Grok code with Puppet 02 Jun 2012
puppet opengrok

As the Lookout code-base grows, both in individual repositories but also in the sheer number of repos we maintain, I’ve found it often difficult to find what I’m looking for.

Some of that difficulty is due to ActiveRecord’s determination to implement the world through meta-programming, but for everything else I’m turning to OpenGrok.

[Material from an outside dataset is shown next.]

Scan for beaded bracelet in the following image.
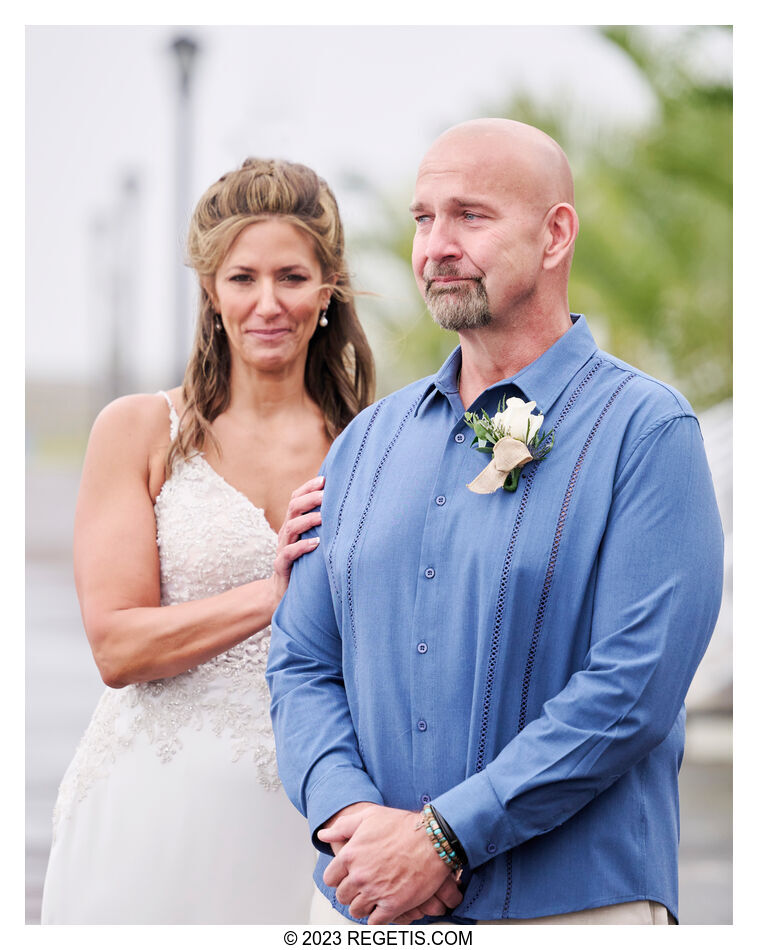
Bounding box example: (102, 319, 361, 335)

OpenGrok itself is a Java-based code cross reference and search engine, which works surprisingly well with Ruby. While not perfect, it certainly blew LXR away in both ease-of-use but also cross-referencing of Ruby, Java, and C code.

Below is an example of searching for the AWS class in my Blimpy project.

Searching for Definitions in OpenGrok

You’ll notice in the search results that there is a green-colored annotation to the right of the code snippet denoting the actual definitions compared to other search results.

When I click on aws.rb and dive into the code itself, I can navigate based on method definitions, but also pull in git-annotate(1) style annotations (not pictured).

Navigating code itself

Since I’m no longer in the business of hand-crafting machines, I went ahead and created puppet-opengrok. This OpenGrok Puppet module, while lacking in rspec-puppet tests (see @glarizza, I’m a hypocrite), will allow you to stand up a simple OpenGrok instance on an Ubuntu Server of your choosing.

Take the following manifest for example:

node default {
  include opengrok

  opengrok::repo {
    "puppet" :
      git_url => 'git://';

The module will handle installing the packages tomcat6, git-core and a few others to make things possible, but after you’ve run Puppet you can navigate to: http://yourhostname.lan:8080/source and you’ll find OpenGrok has indexed the Puppet code base for you!

The module will also install a cronjob which updates the source trees and indexes every 10 minutes.

Currently puppet-opengrok is quite rough around the edges, since I used TDD (Tinker Driven Development) to build it intead of TDD (Test Driven Development). It will most certainly work on Ubuntu 10.04 LTS, but anywhere else your mileage may vary :)

If you’re familliar with Puppet Forge, you can install the rtyler-opengrok module with the puppet-module tool.